Now it looks like they need more power. No need to be green at this stage, try hooking up a Rotax/micro-turbine generator to get some more juice and see how it goes! If I had the money I'd totally be trying this stuff. With an explosively deployed chute this sort of craft could be quite safe.
Flying car tiem? :D
"When information is power, privacy is freedom" - Jah-Wren Ryel
Every time i see one of these amateur fly-by-wire setups, i think of the F-16 development. One of the main show stoppers in the F-16 was the fact that the software would get confused when crossing the equator. It would flip the plane upside down fast enough to kill the pilot and then happily fly upside down until it ran out of fuel.
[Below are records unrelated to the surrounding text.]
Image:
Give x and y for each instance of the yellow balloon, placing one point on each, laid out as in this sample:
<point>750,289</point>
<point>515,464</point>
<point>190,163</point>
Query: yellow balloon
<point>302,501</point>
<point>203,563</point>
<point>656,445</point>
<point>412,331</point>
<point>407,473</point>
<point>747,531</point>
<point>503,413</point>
Other little things like it would allow for wheels up while sitting on the tarmac, or allowing a bomb to come off the rack while inverted. Automation in flying is hard, and quite honestly you have to be prepared to lose pilots. http://catless.ncl.ac.uk/Risks/3.44.html
Good-bye
They played rasta musika during the epilogue. No need to send in the predator drones.
Seastead this.
Plans would instantly kill people. While R/C is an amazing hobby, you have to know a few things. These blades are not protected, that guy wearing a helmet? It's not going to help him when a blade breaks and decapitates him! and while motor failure was discussed, an unballanced rotor wasn't... That will screw things up fast!
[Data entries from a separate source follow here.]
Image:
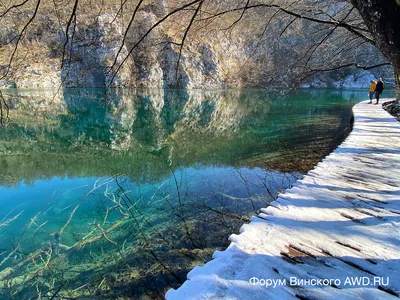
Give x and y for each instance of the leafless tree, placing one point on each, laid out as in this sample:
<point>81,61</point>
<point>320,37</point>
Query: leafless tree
<point>340,26</point>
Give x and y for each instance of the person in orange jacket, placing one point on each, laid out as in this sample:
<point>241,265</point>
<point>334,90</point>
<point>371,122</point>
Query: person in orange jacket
<point>372,88</point>
<point>378,90</point>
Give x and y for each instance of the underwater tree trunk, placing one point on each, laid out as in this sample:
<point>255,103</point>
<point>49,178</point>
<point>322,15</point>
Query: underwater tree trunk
<point>382,19</point>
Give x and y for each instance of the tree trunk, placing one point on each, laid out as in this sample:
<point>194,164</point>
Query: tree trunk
<point>382,19</point>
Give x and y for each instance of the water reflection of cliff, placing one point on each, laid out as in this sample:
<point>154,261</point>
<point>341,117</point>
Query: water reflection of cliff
<point>95,132</point>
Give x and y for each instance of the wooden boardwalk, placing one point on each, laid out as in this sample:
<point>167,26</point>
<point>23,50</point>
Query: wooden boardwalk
<point>334,235</point>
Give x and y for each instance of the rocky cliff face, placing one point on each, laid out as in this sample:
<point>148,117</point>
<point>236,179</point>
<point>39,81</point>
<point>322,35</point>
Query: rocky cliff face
<point>240,57</point>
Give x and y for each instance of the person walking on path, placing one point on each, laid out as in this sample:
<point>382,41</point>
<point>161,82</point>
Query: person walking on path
<point>372,90</point>
<point>378,90</point>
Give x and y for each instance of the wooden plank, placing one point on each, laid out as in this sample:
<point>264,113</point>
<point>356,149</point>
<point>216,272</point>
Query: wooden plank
<point>340,223</point>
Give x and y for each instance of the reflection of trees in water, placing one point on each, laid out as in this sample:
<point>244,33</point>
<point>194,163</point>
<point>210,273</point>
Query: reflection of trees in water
<point>90,131</point>
<point>128,248</point>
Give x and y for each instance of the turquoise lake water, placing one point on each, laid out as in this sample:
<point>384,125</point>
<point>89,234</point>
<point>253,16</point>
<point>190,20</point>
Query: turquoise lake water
<point>121,192</point>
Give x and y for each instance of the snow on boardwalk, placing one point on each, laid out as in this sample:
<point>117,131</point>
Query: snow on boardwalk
<point>342,221</point>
Neat Idea, but not something I'd sit on. Not yet anyway...
If that thing takes a nose-dive and he goes face first into one of those blades....
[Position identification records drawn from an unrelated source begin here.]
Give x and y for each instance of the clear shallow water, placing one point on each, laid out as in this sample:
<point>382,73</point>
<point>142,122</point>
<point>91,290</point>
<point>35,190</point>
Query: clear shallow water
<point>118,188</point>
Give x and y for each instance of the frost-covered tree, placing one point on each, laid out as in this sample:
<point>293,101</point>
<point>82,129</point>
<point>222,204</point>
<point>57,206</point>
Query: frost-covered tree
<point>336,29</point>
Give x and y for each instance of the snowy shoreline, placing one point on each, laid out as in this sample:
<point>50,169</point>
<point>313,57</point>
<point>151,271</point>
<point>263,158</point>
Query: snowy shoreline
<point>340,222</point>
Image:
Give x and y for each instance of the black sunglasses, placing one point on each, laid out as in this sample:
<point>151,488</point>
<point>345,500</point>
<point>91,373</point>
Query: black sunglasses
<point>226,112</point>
Rework the design so that instead of a pilot you have a circular ring in the center that can allow the craft to float over a prepared object (or person?) and, using some kind of servo, attach it to the craft to be delivered to a hard-to-reach area. With GPS the craft can auto-release at a designated location and height.
Be neat to auto-guide the craft to a location, deliver an object, then return to base for recharging. Then reverse the path to return the object (or person's new location?) back.
First, while I agree with the human-in-a-blender comments above, I think a better analogy is running over a big rat with a gang mower.
Second, who cares? This is seriously cool and way safer than that dude flying his rocket pack across the Channel. Progress is not made by chickens.
Third, MAJOR props to the pilot for using the approved video gamer slouch seating posture appropriate to the controller.
Some mornings it's hardly worth chewing through the restraints to get out of bed.
Maybe: Record the Location of your Death with Homemade German Suicide Machine
Best use of a Swiss Ball, ever.
Fantastisch!
This thing won't use less electricity than an electric car so the battery for an hour flight will be about the same.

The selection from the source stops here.